30,000-Foot View
I expect future readers will never have experienced this, because I don't think it will ever come back, at least not in the form in which I am about to explain, but… let me tell you a story.
Once upon a time—probably for the first 22-23 years I was a member of the Church—whenever we sang hymns in General Conference, the lyrics would appear on the screen so everyone could sing along. Sometime in the last few years, this practice stopped. At first I thought it was a fluke, but it’s clear that this is now the new normal. So, I asked around online, wondering why. The answer I got was simple: in a worldwide church, it doesn't make sense to superimpose the English lyrics to a hymn that everyone is singing. (Of course, I seem to remember that when I was a full-time missionary in Spain, they superimposed Castilian subtitles over the English words, but that could just be a false memory.)
Regardless, it makes sense: for people who are watching Conference in a meetinghouse, a hymnal in their unit’s language is probably going to be readily available; and for those who are watching online, the lyrics are just as readily available in an app or on LDS.org. Either way, the lyrics don't really need to be on the screen, so why subject non–English speakers to English lyrics? It‘s just… logical.
Having considered this, my mind then turned to another issue that my wife, Anna, and I have lamented for years: hymn recycling. Between the six sessions of General Conference, the congregational hymns are obviously chosen from a very short list. It actually wouldn't surprise me if that list consists of only 10-12 hymns, because we really do sing the same hymns over and over and over again in General Conference. Given that the current hymnal—which the Church has been using since 1985—has 341 hymns, they could certainly cycle through more than tiny subset. But as I thought about it this morning, something occurred to me: the Castilian hymnal only has 209 hymns, a handful of which are either not in the English hymnal or have a different number of verses. This means that in a meeting where both languages are spoken, there are only about 200 hymns that could reasonably be sung. I suspect that one would find the same phenomenon with French, German, and many other hymnals; and there are probably many languages for which that number is much, smaller.
![the Latter-day Saint hymnal in various languages photo of six Latter-day Saint hymnals, each in a different language](https://www.lds.org/bc/content/shared/content/images/magazines/ensign/2015/09/lds-hymbook-languages_1525276_inl.jpg)
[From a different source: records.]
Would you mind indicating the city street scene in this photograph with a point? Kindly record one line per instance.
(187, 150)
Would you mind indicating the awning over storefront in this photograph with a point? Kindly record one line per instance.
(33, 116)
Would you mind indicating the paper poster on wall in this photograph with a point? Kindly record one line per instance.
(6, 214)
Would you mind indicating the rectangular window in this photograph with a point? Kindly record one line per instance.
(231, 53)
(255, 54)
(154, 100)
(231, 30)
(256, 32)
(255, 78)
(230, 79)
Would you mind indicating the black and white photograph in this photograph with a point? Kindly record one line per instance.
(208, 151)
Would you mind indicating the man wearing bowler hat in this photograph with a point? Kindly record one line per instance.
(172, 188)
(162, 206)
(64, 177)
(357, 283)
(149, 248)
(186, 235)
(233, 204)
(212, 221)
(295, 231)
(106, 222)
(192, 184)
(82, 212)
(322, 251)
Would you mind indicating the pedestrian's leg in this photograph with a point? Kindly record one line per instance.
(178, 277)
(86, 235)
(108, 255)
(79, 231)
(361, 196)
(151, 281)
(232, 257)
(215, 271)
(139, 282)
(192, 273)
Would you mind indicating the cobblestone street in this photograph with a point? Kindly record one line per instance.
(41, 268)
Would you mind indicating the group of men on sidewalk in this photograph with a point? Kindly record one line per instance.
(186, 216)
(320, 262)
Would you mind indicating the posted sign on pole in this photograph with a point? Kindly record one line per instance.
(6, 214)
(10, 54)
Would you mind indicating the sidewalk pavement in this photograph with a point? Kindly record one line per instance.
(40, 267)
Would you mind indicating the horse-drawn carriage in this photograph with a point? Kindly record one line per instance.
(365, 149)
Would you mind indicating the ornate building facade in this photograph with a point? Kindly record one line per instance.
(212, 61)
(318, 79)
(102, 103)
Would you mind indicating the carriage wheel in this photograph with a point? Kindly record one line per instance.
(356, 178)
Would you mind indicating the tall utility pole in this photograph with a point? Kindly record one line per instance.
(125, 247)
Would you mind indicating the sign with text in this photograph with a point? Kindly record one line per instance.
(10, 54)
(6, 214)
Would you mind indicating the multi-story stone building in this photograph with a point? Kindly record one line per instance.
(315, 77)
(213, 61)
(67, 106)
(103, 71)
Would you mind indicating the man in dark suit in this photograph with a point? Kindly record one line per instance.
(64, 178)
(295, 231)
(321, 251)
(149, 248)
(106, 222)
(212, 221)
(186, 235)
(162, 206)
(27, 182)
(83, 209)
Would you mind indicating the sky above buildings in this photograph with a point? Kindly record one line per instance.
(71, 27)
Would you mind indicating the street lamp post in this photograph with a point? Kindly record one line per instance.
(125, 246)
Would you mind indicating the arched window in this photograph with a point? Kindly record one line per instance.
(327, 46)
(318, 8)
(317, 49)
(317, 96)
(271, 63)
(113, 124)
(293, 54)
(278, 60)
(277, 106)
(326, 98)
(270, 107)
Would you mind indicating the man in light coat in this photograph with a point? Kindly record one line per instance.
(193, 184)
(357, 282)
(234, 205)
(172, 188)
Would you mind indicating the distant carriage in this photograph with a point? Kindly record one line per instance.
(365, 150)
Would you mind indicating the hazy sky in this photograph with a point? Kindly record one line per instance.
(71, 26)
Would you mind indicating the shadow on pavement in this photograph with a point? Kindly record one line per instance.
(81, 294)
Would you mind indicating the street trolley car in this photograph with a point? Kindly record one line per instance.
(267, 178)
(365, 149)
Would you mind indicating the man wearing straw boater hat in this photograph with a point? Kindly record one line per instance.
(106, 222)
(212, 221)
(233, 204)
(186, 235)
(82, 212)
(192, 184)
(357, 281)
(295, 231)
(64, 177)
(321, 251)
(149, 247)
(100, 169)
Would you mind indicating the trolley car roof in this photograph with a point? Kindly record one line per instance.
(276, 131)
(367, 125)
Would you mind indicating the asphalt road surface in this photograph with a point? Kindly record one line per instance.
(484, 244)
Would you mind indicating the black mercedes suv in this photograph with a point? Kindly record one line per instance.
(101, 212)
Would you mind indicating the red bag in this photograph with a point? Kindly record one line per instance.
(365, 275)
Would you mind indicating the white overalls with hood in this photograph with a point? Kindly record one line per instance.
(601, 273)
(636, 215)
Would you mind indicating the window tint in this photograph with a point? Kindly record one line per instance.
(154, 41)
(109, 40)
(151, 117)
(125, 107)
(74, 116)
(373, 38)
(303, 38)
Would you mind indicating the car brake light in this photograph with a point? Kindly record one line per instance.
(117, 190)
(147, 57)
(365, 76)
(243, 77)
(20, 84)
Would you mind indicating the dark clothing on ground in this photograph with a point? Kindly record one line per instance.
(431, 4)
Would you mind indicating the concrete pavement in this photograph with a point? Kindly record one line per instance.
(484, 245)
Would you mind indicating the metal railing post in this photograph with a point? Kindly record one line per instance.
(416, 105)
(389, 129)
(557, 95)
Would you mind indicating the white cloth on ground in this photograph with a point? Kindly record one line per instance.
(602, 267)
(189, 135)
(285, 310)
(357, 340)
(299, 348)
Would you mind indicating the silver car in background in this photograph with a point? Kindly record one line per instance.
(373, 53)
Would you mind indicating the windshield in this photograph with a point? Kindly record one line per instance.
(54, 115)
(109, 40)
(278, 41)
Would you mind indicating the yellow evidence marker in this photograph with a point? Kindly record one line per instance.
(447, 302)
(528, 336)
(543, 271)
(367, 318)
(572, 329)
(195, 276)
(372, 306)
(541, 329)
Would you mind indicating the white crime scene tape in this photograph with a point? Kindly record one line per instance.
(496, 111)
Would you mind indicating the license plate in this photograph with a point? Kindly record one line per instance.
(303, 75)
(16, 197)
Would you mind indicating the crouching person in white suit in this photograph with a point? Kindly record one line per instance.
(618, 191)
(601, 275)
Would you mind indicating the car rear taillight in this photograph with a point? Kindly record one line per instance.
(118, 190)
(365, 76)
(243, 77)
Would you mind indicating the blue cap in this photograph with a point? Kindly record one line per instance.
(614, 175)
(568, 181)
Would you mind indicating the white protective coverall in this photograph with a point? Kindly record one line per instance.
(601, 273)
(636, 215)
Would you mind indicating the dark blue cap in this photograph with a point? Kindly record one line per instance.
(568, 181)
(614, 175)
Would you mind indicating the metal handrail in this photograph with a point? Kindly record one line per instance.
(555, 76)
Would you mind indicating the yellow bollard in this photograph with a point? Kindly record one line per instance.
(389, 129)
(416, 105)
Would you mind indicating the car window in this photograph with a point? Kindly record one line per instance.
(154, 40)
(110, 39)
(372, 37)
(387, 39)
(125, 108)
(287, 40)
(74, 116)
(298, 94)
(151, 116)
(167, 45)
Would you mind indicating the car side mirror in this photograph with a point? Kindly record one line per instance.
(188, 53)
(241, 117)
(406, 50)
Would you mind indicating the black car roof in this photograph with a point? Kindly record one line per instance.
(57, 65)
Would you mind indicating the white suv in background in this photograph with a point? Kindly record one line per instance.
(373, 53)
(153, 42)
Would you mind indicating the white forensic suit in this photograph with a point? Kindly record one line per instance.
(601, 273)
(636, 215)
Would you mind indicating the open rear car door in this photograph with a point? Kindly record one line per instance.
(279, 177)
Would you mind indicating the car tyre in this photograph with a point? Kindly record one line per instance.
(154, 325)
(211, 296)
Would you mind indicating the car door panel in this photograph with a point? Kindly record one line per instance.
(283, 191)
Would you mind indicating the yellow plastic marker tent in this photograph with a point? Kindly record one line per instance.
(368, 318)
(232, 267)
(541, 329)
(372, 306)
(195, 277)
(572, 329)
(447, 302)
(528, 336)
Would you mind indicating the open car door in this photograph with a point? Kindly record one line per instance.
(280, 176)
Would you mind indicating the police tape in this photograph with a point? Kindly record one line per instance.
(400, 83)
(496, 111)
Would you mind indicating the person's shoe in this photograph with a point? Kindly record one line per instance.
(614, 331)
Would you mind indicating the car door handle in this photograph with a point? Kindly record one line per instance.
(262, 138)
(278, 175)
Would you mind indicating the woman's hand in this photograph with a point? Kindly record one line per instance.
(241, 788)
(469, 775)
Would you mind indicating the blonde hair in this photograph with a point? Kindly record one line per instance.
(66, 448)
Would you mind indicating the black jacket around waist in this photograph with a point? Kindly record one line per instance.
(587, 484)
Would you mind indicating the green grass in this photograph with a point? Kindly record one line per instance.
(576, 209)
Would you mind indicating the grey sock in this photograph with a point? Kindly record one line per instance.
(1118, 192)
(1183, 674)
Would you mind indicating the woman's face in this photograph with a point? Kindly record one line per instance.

The point is that this is a very obvious (and uncontroversial) example of how the average member of the Church has never even considered most of the information that the prophets and Apostles use as a catalyst for revelation. I’ve been a member of the Church for over 26 years, and until today, it never even crossed my mind that this monotony was anything but a commentary on the lowest common denominator of intelligence and ability. It never occurred to me that there might be a really good reason that we reuse congregational hymns so often! There is nothing unintelligent or incapable or even negative about a hymn that doesn’t happen to have been translated into, say, Mandarin or Swahili. Other hymns have, and I’m sure those hymns get sung in the congregations that speak those languages. But General Conference is about worldwide unity, and the fact that we worship the Lord in music is much more important than the size of our repertoire.
And of course, the First Presidency and Quorum of the Twelve spend a lot more time than I do considering the needs of the entire Church.